Xbox Drops the Microsoft Gaming Name in Major Rebrand

On April 24, 2026, Microsoft's gaming division officially rebranded from "Microsoft Gaming" back to simply "Xbox." New CEO Asha Sharma announced the change in an internal memo that quickly went public: "Microsoft Gaming describes our structure but it does not describe our ambition. We are Xbox."
The rebrand comes with a new glossy green logo that replaces the black and white design used since 2019. It is the clearest signal yet that Xbox wants to be seen as a standalone brand rather than a subdivision of Microsoft's enterprise business.
Why the Name Change Matters
The "Microsoft Gaming" branding was introduced in 2022 alongside the $69 billion Activision Blizzard acquisition. At the time, the goal was to present gaming as a serious business unit within Microsoft's corporate structure. But internally and externally, nobody ever stopped calling it Xbox. The rebrand acknowledges reality: the brand equity is in the Xbox name, not the Microsoft Gaming label.

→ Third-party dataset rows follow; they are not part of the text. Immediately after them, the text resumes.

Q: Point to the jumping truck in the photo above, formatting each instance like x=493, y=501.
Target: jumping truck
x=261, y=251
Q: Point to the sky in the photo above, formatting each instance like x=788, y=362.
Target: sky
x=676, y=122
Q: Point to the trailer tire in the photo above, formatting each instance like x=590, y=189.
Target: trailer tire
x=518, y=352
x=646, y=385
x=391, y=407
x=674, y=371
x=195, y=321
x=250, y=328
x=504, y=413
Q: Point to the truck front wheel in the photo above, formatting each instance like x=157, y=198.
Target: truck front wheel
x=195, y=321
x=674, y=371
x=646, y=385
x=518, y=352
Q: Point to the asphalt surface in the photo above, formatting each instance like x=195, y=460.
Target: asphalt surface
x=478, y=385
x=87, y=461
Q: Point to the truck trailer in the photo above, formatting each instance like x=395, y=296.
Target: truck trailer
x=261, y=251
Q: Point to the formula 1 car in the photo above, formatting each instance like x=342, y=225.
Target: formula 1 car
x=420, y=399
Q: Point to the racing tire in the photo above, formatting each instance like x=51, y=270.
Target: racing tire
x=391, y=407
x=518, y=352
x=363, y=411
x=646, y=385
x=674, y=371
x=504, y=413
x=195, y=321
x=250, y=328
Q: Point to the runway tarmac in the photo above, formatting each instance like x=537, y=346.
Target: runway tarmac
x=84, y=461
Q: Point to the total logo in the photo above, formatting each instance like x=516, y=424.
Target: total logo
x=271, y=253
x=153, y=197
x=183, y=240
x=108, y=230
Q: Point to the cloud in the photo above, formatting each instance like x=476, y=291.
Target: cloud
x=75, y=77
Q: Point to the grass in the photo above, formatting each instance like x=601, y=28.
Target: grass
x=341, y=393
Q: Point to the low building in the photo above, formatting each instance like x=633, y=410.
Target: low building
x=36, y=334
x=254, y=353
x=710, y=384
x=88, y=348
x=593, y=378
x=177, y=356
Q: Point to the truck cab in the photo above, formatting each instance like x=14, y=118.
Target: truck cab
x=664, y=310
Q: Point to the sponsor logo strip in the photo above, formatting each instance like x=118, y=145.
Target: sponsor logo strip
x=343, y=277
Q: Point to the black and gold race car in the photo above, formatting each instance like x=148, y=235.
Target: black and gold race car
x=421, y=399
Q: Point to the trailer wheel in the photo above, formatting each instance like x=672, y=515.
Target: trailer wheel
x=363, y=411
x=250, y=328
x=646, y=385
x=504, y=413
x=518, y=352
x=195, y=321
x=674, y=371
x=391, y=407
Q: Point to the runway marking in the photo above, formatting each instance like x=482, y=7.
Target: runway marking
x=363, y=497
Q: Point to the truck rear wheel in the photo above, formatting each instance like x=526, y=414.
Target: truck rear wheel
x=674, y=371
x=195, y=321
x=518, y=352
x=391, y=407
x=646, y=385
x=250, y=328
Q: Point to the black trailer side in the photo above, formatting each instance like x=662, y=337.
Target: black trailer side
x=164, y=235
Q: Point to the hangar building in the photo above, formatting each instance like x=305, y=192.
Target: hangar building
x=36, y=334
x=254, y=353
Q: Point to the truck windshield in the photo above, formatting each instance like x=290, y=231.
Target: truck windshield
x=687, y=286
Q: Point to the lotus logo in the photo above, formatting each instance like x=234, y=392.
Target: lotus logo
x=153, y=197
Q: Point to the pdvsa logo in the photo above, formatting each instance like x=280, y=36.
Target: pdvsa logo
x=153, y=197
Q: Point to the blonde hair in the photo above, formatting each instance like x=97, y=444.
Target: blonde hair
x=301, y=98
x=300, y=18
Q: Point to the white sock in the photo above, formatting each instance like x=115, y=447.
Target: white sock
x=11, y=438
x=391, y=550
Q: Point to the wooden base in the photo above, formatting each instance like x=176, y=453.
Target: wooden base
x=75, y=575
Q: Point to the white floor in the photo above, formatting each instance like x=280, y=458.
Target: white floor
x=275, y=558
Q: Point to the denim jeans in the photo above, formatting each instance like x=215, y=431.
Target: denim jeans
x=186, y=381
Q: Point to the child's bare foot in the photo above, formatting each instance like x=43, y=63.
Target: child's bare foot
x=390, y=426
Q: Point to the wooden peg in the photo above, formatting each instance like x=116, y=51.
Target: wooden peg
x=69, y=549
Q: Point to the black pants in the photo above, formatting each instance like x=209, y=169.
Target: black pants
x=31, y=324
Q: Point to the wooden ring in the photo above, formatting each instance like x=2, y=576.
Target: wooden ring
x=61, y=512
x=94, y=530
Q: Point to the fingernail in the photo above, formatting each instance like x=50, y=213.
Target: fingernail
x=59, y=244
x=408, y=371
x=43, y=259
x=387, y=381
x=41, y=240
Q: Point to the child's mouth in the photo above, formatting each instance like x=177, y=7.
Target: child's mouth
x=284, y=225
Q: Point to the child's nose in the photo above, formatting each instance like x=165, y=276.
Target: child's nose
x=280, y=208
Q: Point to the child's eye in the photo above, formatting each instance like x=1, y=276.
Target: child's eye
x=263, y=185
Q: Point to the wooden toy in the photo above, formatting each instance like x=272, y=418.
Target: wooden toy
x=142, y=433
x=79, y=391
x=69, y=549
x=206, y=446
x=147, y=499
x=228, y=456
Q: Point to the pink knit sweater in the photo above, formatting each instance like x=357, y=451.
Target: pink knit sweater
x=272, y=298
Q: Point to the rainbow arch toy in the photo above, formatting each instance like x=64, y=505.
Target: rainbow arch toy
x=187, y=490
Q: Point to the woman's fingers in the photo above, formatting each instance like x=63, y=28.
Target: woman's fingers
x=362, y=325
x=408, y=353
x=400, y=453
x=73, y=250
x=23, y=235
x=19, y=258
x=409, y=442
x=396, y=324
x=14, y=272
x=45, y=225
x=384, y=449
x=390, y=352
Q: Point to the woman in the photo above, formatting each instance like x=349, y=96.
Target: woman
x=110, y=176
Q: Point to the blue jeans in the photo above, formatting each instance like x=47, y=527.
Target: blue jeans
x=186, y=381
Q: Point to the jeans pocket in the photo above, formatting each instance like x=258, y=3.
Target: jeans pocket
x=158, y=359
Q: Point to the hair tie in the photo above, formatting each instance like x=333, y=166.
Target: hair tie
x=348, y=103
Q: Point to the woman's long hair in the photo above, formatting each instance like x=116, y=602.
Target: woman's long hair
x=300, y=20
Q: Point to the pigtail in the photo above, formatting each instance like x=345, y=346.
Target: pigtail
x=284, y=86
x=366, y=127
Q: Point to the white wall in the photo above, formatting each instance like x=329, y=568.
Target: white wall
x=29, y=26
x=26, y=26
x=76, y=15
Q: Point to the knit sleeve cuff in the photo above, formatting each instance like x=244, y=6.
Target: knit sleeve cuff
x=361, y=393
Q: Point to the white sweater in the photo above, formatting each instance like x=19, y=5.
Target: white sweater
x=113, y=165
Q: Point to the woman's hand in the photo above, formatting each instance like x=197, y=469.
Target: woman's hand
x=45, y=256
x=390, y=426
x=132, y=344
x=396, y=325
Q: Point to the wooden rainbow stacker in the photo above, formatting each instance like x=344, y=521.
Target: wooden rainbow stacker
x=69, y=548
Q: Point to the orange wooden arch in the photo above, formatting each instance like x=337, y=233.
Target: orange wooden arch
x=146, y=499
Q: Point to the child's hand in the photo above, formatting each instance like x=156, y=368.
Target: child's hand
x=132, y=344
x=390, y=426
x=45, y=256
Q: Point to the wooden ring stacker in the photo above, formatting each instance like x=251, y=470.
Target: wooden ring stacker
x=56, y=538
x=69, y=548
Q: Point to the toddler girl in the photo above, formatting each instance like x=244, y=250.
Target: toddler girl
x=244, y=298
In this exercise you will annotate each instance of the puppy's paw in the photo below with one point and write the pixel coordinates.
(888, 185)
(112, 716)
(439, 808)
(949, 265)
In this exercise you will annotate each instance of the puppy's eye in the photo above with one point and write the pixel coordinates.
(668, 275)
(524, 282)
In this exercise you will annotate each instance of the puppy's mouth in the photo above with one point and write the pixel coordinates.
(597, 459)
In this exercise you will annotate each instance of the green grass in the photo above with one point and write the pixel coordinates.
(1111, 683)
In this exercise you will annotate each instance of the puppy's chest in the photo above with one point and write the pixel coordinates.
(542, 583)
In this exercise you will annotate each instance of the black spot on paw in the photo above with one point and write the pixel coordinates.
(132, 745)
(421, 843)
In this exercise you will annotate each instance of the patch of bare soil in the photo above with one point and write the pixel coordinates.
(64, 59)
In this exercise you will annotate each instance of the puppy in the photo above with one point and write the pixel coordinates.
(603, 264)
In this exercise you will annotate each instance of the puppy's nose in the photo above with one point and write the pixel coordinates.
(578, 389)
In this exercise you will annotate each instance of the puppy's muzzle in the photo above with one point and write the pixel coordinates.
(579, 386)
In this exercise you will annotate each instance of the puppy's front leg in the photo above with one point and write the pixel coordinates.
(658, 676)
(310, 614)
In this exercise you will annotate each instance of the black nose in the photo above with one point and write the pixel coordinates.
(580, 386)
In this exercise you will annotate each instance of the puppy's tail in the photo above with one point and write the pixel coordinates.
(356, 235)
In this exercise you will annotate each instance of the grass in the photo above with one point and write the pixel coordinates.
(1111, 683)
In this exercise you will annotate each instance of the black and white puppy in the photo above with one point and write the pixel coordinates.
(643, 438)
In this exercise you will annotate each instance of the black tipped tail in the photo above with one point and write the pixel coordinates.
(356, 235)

Sharma's memo frames the rebrand as more than cosmetic. She positioned it as a cultural shift toward a unified identity across hardware, Game Pass, and first party studios. All of Activision Blizzard, Bethesda, and legacy Xbox studios now fall under the single Xbox umbrella.
Game Pass Price Drop
Alongside the rebrand, Xbox announced price cuts to Game Pass. Ultimate dropped from $29.99 to $22.99 per month. PC Game Pass dropped from $16.49 to $13.99. These are significant reductions that suggest Xbox is prioritizing subscriber growth over per user revenue.
The Call of Duty Decision
One detail buried in the announcement: future Call of Duty titles will no longer launch day one on Game Pass. Instead, they will join the service roughly a year after release. This reverses one of the headline promises of the Activision acquisition and signals that Xbox is reconsidering the economics of putting $300 million AAA titles into a subscription service at launch.
The rebrand is effective immediately across all marketing materials, social channels, and storefronts. Whether the green logo and sharper identity translate into better hardware sales and subscriber growth remains to be seen, but the message is clear: Xbox is betting on its name.